Le cinéma reclus (5)
Martyrs fait partie de ces films à la démarche unique et au style incisif qui marquent à tout jamais ceux qui s'aventurent à le regarder. Plus qu'un film, Pascal Laugier délivre une intense réflexion sur la nature humaine où isolement rime avec horreur profonde et quête métaphysique. Un vrai cri de rage en somme.

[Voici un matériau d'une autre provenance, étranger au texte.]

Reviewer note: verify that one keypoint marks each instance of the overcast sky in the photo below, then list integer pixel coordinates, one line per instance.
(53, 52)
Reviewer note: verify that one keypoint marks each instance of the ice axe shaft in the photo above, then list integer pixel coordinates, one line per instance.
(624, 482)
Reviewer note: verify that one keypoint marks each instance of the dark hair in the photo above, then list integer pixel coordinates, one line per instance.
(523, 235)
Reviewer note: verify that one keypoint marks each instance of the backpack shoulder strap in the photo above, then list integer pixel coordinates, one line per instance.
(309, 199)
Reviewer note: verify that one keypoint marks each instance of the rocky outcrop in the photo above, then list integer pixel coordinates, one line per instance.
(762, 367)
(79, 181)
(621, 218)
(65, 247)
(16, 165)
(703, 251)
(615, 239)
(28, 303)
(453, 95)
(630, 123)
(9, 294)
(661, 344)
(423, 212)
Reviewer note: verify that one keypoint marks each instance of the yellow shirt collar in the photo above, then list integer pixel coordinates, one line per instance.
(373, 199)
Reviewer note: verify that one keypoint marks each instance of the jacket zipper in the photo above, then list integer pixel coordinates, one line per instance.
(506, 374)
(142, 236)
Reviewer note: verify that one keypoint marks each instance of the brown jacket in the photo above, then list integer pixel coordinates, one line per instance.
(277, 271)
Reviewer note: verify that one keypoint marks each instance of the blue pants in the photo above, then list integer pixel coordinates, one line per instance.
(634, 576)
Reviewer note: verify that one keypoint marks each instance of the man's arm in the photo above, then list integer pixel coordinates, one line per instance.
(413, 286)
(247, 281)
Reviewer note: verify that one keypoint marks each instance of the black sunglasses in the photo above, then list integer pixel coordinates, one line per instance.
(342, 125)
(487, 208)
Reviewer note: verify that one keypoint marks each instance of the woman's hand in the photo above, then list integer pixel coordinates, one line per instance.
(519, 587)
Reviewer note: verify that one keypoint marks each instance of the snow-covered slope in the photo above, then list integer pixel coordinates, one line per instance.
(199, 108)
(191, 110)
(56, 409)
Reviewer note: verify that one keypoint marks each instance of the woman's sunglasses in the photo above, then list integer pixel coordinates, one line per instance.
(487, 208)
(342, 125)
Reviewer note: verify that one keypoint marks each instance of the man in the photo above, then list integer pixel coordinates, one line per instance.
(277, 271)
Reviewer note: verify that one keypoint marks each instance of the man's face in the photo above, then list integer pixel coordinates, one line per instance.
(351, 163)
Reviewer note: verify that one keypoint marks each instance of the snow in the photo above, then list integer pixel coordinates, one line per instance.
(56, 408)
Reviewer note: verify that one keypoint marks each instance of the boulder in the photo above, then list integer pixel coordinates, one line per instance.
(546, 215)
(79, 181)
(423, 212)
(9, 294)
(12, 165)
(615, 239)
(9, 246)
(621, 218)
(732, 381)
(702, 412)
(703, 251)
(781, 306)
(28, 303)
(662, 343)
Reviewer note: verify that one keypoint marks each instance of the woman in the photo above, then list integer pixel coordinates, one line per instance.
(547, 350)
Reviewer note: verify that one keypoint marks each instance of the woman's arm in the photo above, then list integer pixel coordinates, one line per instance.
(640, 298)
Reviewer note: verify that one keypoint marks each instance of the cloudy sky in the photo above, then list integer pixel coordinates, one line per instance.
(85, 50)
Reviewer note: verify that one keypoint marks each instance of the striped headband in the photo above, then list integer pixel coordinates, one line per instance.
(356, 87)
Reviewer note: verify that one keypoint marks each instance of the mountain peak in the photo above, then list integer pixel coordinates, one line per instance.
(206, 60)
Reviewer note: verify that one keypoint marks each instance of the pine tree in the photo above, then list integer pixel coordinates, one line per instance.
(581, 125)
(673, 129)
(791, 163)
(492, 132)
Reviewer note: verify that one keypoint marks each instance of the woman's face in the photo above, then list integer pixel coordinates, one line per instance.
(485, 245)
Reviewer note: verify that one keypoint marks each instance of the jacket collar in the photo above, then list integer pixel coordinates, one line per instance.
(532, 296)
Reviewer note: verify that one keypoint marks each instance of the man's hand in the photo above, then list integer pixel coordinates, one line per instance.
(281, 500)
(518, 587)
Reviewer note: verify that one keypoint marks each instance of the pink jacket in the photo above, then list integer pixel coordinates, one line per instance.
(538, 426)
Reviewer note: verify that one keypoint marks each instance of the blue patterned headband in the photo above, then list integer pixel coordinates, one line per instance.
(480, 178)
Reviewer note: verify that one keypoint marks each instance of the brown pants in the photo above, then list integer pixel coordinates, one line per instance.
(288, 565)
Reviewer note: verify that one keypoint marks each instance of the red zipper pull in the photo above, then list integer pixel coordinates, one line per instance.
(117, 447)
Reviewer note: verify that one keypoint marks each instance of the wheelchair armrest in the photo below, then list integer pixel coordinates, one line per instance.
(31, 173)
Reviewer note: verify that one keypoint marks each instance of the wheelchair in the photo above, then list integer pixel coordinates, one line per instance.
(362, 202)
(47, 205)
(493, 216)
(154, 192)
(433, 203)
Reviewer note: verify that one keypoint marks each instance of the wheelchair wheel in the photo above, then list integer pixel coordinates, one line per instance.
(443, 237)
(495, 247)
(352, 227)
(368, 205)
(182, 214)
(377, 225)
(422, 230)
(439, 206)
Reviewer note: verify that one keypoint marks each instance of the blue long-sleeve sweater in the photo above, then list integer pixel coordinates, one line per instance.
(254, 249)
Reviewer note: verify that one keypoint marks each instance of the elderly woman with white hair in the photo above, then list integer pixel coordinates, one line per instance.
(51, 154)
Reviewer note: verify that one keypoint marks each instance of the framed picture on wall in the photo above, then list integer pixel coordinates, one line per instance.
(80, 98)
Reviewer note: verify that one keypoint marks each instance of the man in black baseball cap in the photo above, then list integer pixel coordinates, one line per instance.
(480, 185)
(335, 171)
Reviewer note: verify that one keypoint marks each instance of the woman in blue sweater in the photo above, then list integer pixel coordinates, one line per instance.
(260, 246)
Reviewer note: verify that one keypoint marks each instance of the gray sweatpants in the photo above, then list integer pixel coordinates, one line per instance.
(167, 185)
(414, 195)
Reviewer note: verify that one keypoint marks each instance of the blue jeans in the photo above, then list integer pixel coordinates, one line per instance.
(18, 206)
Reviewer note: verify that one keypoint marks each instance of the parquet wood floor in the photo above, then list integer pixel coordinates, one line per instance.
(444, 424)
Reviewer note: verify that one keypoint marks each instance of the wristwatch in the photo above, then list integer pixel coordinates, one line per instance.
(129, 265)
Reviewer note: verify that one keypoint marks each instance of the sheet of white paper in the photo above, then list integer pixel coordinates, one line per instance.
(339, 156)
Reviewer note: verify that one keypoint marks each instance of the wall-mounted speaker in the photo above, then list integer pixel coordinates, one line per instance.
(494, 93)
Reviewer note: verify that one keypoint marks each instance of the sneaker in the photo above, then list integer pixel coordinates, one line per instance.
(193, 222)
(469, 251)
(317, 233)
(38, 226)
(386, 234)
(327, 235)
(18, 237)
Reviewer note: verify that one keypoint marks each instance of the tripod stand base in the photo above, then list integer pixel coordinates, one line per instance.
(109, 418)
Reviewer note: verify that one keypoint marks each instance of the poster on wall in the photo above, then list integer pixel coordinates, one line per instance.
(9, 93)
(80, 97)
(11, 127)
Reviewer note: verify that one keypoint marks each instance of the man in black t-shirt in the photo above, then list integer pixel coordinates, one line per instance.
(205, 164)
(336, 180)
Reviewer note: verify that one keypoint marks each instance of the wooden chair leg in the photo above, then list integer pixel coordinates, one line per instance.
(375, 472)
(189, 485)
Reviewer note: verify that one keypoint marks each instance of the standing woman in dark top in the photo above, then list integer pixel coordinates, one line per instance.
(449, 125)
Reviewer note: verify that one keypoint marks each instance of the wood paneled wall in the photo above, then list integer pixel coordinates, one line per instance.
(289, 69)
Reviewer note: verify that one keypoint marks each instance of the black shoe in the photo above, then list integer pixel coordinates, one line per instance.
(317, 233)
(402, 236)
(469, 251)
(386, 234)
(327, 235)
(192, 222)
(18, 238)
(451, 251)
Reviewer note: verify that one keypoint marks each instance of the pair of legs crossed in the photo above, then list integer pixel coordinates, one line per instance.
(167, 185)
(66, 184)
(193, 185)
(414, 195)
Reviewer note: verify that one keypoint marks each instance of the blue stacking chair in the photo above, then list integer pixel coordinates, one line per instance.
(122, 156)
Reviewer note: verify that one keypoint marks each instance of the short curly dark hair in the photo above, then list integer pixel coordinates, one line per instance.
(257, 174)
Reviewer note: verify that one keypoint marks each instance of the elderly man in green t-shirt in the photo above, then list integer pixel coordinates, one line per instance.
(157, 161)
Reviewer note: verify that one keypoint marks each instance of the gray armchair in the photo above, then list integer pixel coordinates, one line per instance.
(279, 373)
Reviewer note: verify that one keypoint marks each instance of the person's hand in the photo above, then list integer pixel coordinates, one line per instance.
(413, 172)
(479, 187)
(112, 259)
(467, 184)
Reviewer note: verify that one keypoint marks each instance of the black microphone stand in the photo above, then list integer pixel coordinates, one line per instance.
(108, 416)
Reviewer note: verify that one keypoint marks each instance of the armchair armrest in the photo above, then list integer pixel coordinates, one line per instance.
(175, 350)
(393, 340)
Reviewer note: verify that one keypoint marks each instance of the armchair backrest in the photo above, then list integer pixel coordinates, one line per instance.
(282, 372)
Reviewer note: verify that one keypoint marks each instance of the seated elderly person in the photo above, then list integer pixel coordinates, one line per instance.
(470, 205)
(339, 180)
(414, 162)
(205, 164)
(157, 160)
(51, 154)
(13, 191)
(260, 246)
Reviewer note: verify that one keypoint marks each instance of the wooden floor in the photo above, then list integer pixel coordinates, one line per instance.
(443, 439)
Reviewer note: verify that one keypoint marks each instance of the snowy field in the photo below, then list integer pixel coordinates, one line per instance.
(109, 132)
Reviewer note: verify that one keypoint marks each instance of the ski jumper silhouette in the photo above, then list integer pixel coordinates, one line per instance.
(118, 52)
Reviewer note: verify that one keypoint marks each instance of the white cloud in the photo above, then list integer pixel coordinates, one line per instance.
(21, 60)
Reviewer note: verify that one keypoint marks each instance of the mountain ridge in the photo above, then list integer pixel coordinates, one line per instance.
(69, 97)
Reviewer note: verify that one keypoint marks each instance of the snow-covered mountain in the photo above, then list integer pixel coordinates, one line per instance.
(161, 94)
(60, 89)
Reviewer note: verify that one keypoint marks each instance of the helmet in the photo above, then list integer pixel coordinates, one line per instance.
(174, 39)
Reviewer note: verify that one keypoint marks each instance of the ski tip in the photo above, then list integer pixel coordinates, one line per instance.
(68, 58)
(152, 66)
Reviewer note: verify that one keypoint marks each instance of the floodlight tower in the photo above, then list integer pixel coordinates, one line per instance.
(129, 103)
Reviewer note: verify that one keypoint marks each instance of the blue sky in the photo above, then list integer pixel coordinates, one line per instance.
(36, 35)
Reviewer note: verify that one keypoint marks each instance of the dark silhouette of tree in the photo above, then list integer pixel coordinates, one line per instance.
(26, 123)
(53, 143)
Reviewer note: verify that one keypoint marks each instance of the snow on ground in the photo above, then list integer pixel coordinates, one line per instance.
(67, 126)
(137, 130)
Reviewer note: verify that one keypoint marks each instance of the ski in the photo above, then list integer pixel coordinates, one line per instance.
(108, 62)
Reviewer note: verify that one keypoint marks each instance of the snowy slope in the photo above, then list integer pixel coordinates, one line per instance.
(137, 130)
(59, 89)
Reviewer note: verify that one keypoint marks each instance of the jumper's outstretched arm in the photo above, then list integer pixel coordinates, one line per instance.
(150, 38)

France, début des années 70. Disparue quelque mois plus tôt, la jeune Lucie, une petite fille de dix ans, est retrouvée errante sur une route isolée. Traumatisée et incapable de raconter ce qu’elle a vécu, elle se lie d’amitié avec Anna dans un centre. Quinze ans plus tard, Lucie décide de se venger de ses supposés tortionnaires. Rejointe par son amie, elles révèlent le secret qui habite la demeure, théâtre d'une horrible vérité.
L'horreur mise à nu
Martyrs voit le jour fin des années 2000, dans une période de prospérité pour le cinéma de genre horrifique en France. Inspirés par le solide Haute Tension d’Alexandre Aja en 2002 (avec Philippe Nahon récemment décédé à qui nous rendons hommage), de nombreux cinéastes de l'hexagone pondent des œuvres fortes et chocs où l'intrigue se résout à généreuse dose d'hémoglobine (le beau À l'intérieur d'Alexandre Bustillo et Julien Maury, le loufoque Frontière(s) de Xavier Gens). Passionnés par l'horreur « made in US » (version Hooper-Carpenter-Gordon) et les maîtres italiens (Argento-Bava en ligne de mire), les réalisateurs français tentent de renouer avec l'esprit « exploitation » des productions 70's et 80's avec des films radicaux, sans concession, en s'inspirant largement des codes thématiques et visuels de leurs aînés. « Ce n'est un secret pour personne qu'un certain nombre de gens de ma génération, qui ont grandi avec la vidéo Starfix et Mad Movies, pour résumer, se sentent assez loin des préoccupations et de l’esthétique du cinéma français actuel » soutient justement Pascal Laugier dans le Mad Movies 1 .
Sa démarche se veut autant artistique que réflexive, en creusant le sillon entamé par ses pairs. On est loin des délires visuels et des exercices sur la forme d'un électron libre comme Gaspar Noé mais, avec Martyrs , Laugier embrasse clairement la même approche du cinéma. L'indispensable besoin de réaliser en dehors de toute convention pour laisser exploser la vision et les questionnements d'un homme à fleur de peau.